Le ministre de la police israélien, Itamar Ben-Gvir, a appelé à l'assassinat ciblé de plus de Palestiniens dans la bande de Gaza, selon des remarques qu'il a faites lors d'un podcast avec l'ancien captif de Gaza Rom Braslavski. Les commentaires ont été rendus publics hier et interviennent au milieu des discussions en cours sur l'ordre d'après-guerre à Gaza.
Il n'a pas limité ses remarques aux militants palestiniens ou à ceux considérés comme un danger immédiat. Ses déclarations reflètent une position radicale qui contraste fortement avec la politique plus large du gouvernement israélien et les normes internationales concernant les victimes civiles.
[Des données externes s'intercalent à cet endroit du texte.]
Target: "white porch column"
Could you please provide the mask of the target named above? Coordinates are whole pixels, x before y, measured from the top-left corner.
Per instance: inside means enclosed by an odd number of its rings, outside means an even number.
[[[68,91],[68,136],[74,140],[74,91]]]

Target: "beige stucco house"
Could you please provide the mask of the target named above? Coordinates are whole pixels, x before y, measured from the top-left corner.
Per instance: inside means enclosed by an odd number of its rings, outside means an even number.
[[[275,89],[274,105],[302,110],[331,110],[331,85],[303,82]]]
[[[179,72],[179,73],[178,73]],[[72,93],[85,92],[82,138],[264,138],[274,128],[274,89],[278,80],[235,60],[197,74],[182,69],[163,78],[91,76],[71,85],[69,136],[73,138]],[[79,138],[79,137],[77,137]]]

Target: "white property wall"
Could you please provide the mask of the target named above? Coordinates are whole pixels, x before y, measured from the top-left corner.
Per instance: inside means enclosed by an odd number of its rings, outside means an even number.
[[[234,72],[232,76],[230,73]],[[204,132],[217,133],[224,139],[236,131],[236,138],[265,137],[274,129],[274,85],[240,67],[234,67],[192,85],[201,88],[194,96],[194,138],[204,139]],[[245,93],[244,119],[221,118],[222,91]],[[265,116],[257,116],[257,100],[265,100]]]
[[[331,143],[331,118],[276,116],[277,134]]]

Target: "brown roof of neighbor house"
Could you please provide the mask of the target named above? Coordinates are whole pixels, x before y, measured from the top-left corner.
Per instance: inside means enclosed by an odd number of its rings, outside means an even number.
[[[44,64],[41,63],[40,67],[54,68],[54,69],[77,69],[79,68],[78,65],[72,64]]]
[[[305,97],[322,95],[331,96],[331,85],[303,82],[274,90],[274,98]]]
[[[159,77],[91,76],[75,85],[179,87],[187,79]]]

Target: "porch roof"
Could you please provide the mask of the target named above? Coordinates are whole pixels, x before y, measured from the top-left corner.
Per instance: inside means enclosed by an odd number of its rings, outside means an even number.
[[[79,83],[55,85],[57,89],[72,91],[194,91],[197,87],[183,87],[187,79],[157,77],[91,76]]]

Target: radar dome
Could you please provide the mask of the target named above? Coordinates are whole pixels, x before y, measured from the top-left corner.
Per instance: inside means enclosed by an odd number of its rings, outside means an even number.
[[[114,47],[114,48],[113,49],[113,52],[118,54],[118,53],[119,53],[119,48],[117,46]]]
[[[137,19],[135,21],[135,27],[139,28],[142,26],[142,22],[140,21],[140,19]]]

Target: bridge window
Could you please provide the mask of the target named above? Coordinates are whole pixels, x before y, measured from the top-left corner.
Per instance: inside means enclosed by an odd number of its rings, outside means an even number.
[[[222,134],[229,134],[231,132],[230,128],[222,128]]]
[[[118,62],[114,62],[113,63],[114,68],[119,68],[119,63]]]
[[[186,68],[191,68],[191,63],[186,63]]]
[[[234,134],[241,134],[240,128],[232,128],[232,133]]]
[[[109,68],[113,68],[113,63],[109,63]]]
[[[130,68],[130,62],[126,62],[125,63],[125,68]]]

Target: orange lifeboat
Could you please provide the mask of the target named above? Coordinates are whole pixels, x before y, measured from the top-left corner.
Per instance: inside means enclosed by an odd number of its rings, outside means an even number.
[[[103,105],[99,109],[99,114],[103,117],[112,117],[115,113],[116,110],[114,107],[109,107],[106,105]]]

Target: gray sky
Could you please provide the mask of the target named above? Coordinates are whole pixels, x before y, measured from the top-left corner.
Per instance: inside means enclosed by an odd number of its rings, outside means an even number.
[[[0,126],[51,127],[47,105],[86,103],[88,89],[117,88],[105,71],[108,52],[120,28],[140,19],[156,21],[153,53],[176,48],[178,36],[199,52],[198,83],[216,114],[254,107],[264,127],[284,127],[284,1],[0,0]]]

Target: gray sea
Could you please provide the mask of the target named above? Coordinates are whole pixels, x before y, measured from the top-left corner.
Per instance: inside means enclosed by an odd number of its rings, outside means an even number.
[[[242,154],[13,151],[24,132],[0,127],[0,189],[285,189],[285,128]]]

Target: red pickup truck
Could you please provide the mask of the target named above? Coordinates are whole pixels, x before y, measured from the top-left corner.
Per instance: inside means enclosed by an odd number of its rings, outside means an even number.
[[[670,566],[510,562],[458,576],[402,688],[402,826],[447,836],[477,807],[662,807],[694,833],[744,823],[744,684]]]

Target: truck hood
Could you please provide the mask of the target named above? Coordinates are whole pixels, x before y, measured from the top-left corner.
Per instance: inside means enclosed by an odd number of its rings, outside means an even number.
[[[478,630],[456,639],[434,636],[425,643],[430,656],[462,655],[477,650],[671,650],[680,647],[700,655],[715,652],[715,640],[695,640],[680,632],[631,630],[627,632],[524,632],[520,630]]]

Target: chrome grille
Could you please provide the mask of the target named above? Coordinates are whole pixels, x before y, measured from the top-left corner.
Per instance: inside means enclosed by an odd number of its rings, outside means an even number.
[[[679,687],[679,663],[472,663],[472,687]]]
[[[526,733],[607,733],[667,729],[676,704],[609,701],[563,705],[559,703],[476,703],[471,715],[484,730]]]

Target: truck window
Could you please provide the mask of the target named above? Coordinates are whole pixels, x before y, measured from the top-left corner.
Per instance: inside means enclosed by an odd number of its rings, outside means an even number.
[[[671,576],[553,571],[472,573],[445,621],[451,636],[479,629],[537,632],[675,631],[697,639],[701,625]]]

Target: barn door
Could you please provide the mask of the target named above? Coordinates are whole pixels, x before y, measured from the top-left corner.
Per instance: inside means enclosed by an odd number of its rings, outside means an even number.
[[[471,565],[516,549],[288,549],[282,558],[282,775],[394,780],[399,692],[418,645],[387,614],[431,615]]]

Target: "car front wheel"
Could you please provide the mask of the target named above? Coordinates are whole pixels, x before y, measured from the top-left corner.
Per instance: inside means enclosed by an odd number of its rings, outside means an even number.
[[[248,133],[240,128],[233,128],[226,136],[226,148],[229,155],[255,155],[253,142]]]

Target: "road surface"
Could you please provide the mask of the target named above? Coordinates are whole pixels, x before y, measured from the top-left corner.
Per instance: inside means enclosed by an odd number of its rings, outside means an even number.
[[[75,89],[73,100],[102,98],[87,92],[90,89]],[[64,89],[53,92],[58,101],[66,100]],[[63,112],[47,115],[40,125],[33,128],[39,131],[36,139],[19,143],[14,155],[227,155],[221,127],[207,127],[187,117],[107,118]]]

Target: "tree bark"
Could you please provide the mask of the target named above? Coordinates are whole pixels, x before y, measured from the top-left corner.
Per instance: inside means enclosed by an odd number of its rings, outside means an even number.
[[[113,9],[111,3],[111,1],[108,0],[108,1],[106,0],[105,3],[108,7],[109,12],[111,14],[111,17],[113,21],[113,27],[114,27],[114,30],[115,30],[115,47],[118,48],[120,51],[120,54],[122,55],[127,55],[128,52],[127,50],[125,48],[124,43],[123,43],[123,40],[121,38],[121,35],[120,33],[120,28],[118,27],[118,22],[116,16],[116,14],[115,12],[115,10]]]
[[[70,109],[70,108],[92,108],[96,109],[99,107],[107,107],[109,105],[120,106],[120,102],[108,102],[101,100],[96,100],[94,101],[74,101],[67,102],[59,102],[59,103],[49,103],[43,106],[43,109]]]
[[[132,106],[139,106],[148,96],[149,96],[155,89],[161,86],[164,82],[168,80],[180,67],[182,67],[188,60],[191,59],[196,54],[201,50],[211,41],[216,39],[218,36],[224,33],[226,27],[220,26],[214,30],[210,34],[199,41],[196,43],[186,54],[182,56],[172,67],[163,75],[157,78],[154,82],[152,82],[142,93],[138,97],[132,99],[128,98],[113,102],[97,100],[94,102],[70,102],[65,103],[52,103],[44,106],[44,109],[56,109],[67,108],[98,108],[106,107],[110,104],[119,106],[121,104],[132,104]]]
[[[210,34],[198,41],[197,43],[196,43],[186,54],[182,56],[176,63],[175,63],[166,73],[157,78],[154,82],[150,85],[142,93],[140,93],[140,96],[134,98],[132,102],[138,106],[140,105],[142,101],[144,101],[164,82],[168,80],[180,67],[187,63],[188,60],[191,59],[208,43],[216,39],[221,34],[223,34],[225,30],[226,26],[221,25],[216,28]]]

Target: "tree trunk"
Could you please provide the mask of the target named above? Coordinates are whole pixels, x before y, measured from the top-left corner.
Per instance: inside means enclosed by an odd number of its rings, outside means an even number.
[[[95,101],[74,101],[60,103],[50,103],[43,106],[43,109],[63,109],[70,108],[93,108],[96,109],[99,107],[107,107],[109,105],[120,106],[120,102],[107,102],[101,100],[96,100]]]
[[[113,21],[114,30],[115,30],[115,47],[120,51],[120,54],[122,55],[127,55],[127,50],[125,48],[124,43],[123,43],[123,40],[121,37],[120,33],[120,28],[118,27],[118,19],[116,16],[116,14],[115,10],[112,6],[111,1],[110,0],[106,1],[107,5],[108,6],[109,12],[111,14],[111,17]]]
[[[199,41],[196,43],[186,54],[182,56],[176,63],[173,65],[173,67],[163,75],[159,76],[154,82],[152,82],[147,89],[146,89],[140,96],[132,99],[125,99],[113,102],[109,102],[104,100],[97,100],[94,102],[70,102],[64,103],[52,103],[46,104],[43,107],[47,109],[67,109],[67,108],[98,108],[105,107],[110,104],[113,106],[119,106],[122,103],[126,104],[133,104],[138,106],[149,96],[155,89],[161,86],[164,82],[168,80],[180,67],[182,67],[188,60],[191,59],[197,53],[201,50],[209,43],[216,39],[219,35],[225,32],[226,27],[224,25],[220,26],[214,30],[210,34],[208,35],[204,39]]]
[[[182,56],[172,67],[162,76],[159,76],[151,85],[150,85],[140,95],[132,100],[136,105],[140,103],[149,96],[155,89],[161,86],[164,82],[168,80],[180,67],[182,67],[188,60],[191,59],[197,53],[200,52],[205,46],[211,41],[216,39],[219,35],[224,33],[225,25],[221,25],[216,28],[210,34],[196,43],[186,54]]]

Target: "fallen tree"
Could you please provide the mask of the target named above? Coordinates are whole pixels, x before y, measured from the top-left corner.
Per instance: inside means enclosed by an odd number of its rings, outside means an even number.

Cette accusation met en lumière les tensions croissantes entre Israël et ses adversaires régionaux, en particulier alors qu'Israël poursuit ses opérations militaires à Gaza. L'envoyé américain Jared Kushner, gendre du président Donald Trump, vise à faciliter les pourparlers de paix dans la région. Kushner a été impliqué dans des tentatives précédentes de négocier un cessez-le-feu et de résoudre la crise humanitaire à Gaza.
En tant que chef du parti Otzma Yehudit, il a toujours préconisé une approche dure envers la population palestinienne et a soutenu des politiques alignées sur le mouvement des colons. Ses récents commentaires représentent une continuation de cette idéologie, même si le leadership d'Israël sous le Premier ministre Benjamin Netanyahu cherche à équilibrer l'action militaire avec la stabilité politique. Le gouvernement israélien n'a pas officiellement commenté les remarques de Ben-Gvir, bien qu'il soit largement admis que Netanyahu maintient une emprise ferme sur les décisions de sécurité nationale.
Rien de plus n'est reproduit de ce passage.